As both a dancer and a year-round athlete in softball, basketball and volleyball, Brooklyn took precautions to prevent injuries, often icing or wearing braces. Mental health made up the other half of Brooklyn’s self-care, which included bullet-journaling — which she started in freshman year — making art and taking Sundays to do a face-mask or body scrub.

“The second semester of freshman year, I started bullet journaling … and I didn’t realize how stressful high school would be, so being able to write everything down and make it personal to me was really nice,” Brooklyn said.

Brooklyn’s mindfulness may be hidden by her outgoing demeanor at first glance, but close friend Emma Gurleroglu (12) appreciates the little actions Brooklyn does that reveal her compassionate character. For Emma, it is these small yet significant moments that stand out.

“She wants to accommodate people and make them feel included,” Emma said. “She’s the friend who will wait for you when you tie your shoe or will walk with you to Manzanita [Hall] to throw away your food, even if she doesn’t have anything. She makes you feel seen.”

Close friend Ainsley Millard (12) admires Brooklyn because of her ability to do what is right despite possible judgment in the face of others.

“She definitely does not care about what other people think, which I think is really admirable, because she’s always willing to do the right thing, even if that means people will see her in a different light,” Ainsley said. “She’s very hardworking and very emotionally driven. I think that’s a good thing because she makes it so that she’s very passionate and caring about everything that she partakes in.”

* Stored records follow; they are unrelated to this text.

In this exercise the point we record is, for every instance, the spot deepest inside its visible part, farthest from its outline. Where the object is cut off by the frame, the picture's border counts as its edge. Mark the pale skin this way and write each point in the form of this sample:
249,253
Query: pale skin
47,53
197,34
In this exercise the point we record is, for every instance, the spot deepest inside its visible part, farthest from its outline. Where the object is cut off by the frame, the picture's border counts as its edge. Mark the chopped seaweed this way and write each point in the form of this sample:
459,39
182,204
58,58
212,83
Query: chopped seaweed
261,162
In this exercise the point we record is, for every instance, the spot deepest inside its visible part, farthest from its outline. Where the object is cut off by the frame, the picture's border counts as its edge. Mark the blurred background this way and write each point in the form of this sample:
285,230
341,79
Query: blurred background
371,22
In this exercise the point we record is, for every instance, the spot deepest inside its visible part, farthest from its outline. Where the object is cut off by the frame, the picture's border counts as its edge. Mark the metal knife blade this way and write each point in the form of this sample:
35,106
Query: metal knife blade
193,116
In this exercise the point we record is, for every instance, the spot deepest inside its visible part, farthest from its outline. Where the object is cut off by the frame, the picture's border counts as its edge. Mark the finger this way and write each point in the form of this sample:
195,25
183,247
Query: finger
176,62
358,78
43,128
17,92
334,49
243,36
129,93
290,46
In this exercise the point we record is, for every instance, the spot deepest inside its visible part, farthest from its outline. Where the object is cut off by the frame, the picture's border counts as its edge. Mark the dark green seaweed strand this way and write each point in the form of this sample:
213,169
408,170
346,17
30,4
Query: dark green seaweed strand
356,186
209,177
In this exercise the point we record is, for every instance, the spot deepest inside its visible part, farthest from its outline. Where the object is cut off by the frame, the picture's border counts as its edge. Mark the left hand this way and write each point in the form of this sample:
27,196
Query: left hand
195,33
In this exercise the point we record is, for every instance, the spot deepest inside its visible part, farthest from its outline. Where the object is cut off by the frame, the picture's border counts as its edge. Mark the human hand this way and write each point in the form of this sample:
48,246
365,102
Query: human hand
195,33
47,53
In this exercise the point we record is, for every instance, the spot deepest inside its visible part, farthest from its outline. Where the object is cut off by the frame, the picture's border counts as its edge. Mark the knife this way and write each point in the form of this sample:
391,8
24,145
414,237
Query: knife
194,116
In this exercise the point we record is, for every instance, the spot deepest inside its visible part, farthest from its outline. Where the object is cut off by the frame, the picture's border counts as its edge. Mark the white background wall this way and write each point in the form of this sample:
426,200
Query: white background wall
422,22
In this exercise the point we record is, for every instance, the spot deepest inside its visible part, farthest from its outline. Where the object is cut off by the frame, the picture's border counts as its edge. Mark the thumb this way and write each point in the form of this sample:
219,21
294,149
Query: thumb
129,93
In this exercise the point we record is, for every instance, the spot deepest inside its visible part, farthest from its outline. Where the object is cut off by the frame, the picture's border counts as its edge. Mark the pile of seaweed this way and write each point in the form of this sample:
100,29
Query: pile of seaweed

Having taught Brooklyn in both her eighth and 11th grade, upper school biology teacher Dr. Thomas Artiss witnessed Brooklyn’s self-growth from the middle school to upper school.

“Brooklyn is fundamentally the same as she was in middle school; a young woman brimming with passion and potential,” Dr. Artiss said. “What has changed is the degree to which she is getting involved with her passions. She is developing skills and building confidence that is enabling her to lead others and to engage in topics and issues that are passionate to her.”

Through learning to perform under pressure, Brooklyn further built confidence in herself and her team. For her, the unmistakable feeling of a full-out performance makes the stress and nerves worth enduring.

“Even if I’m freaking out right before the performance or thinking that I’ll forget all the dance moves, I’m going to have to go out there,” Brooklyn said. “Afterwards, I’m always like, ‘Oh, that was not that bad.’ I’ve worked on not psyching myself out for so many things and going through with it and seeing what happens, no matter the cause. Dance is something that I’ll definitely keep on doing forever.”